Safety research

publish what would have saved us a month

Our research program is small and applied: we study the failure modes of the system we actually run, and we publish what we learn. The bar for publishing is concrete — would this note have saved us a month if someone else had written it first? We are honest about what we are not: we are not a frontier alignment lab, we do not work on existential-scale questions, and pretending otherwise would be costume. Where our scale gives us a real edge is in the unglamorous middle layer — how injection behaves in real document pipelines, how task-scoped permissions hold up against chained workflows, how retention metrics interact with trust. That is the layer most production assistants live in and almost nobody documents, so that is where we dig.

[ what we actually run ]

[01]

Public research notes from production failures

When a safety mechanism fails or surprises us, the writeup is published as a research note — mechanism, failure, fix, residual risk — with enough detail to be reproduced. The embarrassing parts stay in, because that is where the information is.

[02]

The injection corpus as a research artifact

Our versioned injection corpus is studied, not just executed: we classify payloads by mechanism, track which classes our defenses age against, and document the taxonomy publicly so smaller teams do not have to rediscover it.

[03]

Trust-kernel instrumentation as a dataset

The kernel's scope-check logs — what was requested, what was granted, what was denied — form a longitudinal record of how a permissioned runtime behaves under real workloads. We analyze it for drift and near-misses, and publish the aggregate patterns.

[04]

Replication before novelty

Before we claim a finding, we replicate it across model providers and across task families. A result that only holds for one model is a configuration note, not a finding, and we label it accordingly.
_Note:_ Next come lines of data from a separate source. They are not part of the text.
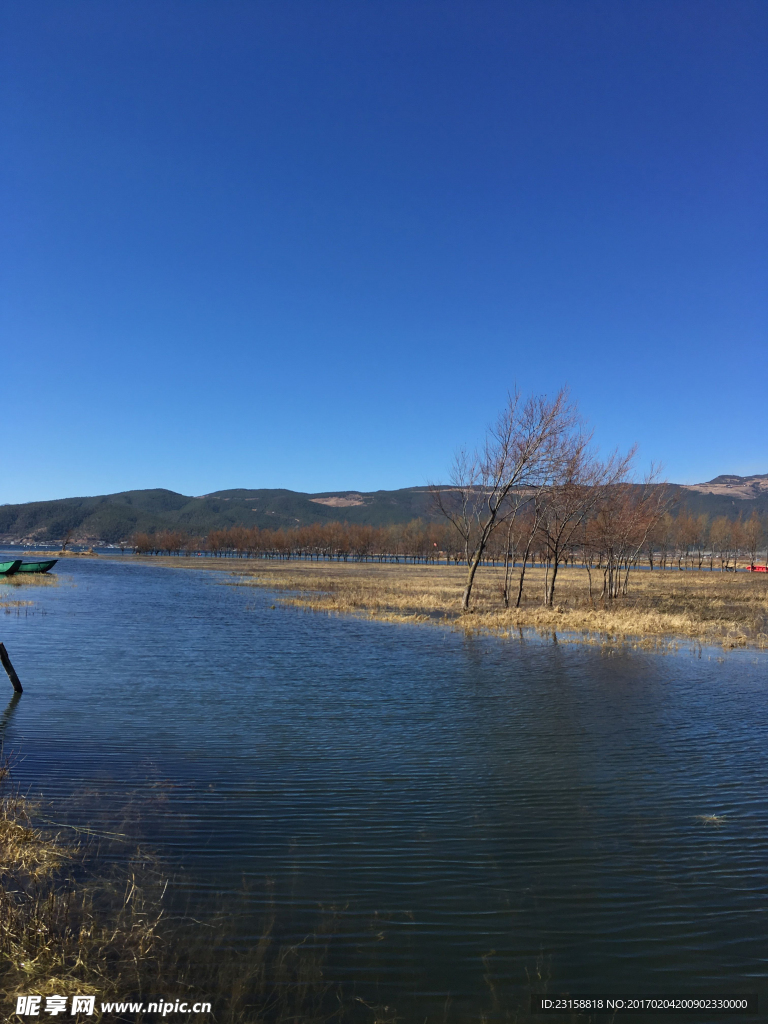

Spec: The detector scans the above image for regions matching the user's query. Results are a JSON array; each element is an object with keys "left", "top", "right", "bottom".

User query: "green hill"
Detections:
[
  {"left": 0, "top": 487, "right": 439, "bottom": 545},
  {"left": 0, "top": 475, "right": 765, "bottom": 546}
]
[ open questions — honestly ]

  • Publishing detailed injection taxonomies helps defenders and attackers alike. We currently publish mechanisms but hold back working payloads, and we are not certain that line is drawn in the right place.
  • Applied safety research at one company generalizes only as far as that company's architecture. We do not know which of our findings are facts about permissioned runtimes and which are facts about ours.